On 10 January 2020 the Gambling Commission issued updated guidance to remote and non-remote casinos on the prevention of money laundering and combating the financing of terrorism (the “Guidance”, available here) which comes into force immediately. This is in response to the updated Money Laundering Regulations (“MLR”), which implement the EU 5th Money Laundering Directive (“5MLD”), which came into force on the same day.

5MLD

5MLD builds on its more extensive predecessor, the Fourth Money Laundering Directive which passed into UK law as the Money Laundering Regulations 2017. Many of the changes made by 5MLD will not directly impact gambling operators. The main aim of 5MLD appears to be to increase transparency in the financial sector and bolstering know your client checks. A key change is to make virtual currency exchanges subject to anti-money laundering (“AML”) laws, requiring the verification of customer identities and the need for due diligence procedures. Perhaps more importantly in this sphere it introduces a definition for “virtual currencies”, potentially paving the way for further regulation. It also places an obligation on EU Member States to develop registers to identify the ultimate beneficial ownership of corporate entities which are accessible and potentially interconnected across countries.

Changes to the Guidance

The Commission has highlighted the main changes made to the MLR as they are likely to affect the gambling sector, which have been incorporated into the new Guidance. Remote and non-remote casinos should focus on the following issues:

  • Ensuring appropriate measures are taken during the adoption of new products or business practices and to mitigate any money laundering risk from their adoption.
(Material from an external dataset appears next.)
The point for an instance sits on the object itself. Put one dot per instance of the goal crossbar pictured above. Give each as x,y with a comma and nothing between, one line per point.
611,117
Operators are required to have policies, procedures and controls in place to comply with the MLR in this respect. (Regulation 19)
  • Taking appropriate measures to ensure that any agents that operators use for the purposes of their business are given appropriate training in AML and counter terrorist financing (Regulation 24)
  • Further requirements for enhanced customer due diligence measures for:
    • high-risk third countries;
    • complex or unusually large transactions;
    • where the transactions have no apparent economic or legal purpose;
    • customers who are beneficiaries of life insurance policies; or
    • the customer is a third country national who has received citizenship in an EEA state in exchange for the transfer of capital, purchase of property, government bonds or investment in corporate entities in the EEA state. (Regulation 33)

What remains the same in the guidance is the responsibility on senior management to manage the operator’s AML and counter-terrorist financing risks. It also reiterates that this should be carried out on a risk-based approach. In order to achieve this, senior management must have a firm understanding of how their business is designed to operate which will be achieved by ongoing and repeated assessments of the risks they face.

Post-Brexit deregulation?

EU Member States had until 10 January 2020 to transpose 5MLD into national legislation. Despite the UK scheduled to leave the EU on 31 January 2020, as a current Member State, it was required to implement the Directive into domestic legislation. Under current arrangements, post-Brexit, the UK is not obligated to implement any future EU directives relating to money laundering which leaves the possibility of the UK diverging from EU standards in the future. However, the EU has updated its own money laundering provisions in order to stay in line with the Financial Action Task Force’s (“FATF”) global standards. Therefore, if the UK wants to remain a leading global financial hub it is likely that it will follow future FATF decisions which are, more likely than not, going to involve the tightening of regulation and enforcement of AML and terrorism funding regimes. Consequently, more likely than not, operators can expect yet more stringent obligations even in a post-Brexit world.

Conclusion

It is important to remember that a failure to uphold the licensing objectives, for example by being ineffective in applying AML controls, will cause the Commission to consider reviewing the operator’s licence under section 116 of the Gambling Act 2005 as well as the potentially imposing a very substantial financial penalty. Whilst the Commission has explicitly said it is affording time for operators to update their compliance procedures in light of the updated MLR and Guidance, it is key that operators do ensure compliance with these updated rules promptly. The Commission is increasingly keen to test the extent to which compliance procedures are implemented effectively to ensure that the MLR are being properly adhered to.